Scientists with NASA’s Juno mission to Jupiter have discovered that the volcanoes on Jupiter’s moon Io are each likely powered by their own chamber of roiling hot magma rather than an ocean of magma. The finding solves a 44-year-old mystery about the subsurface origins of the moon’s most demonstrative geologic features.
A paper on the source of Io’s volcanism was published on Thursday, Dec. 12, in the journal Nature, and the findings, as well as other Io science results, were discussed during a media briefing in Washington at the American Geophysical Union’s annual meeting, the country’s largest gathering of Earth and space scientists.
About the size of Earth’s Moon, Io is known as the most volcanically active body in our solar system. The moon is home to an estimated 400 volcanoes, which blast lava and plumes in seemingly continuous eruptions that contribute to the coating on its surface.

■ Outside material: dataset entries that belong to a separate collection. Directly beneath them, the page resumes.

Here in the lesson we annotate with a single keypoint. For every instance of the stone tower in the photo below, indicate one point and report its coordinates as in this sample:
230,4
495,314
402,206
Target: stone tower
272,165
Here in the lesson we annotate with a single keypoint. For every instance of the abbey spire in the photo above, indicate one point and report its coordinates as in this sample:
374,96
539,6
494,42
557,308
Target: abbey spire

This animated tour of Jupiter’s fiery moon Io, based on data collected by NASA’s Juno mission, shows volcanic plumes, a view of lava on the surface, and the moon’s internal structure. NASA/JPL-Caltech/SwRI/Koji Kuramura/Gerald Eichstädt Although the moon was discovered by Galileo Galilei on Jan. 8, 1610, volcanic activity there wasn’t discovered until 1979, when imaging scientist Linda Morabito of NASA’s Jet Propulsion Laboratory in Southern California first identified a volcanic plume in an image from the agency’s Voyager 1 spacecraft.
“Since Morabito’s discovery, planetary scientists have wondered how the volcanoes were fed from the lava underneath the surface,” said Scott Bolton, Juno principal investigator from the Southwest Research Institute in San Antonio. “Was there a shallow ocean of white-hot magma fueling the volcanoes, or was their source more localized? We knew data from Juno’s two very close flybys could give us some insights on how this tortured moon actually worked.”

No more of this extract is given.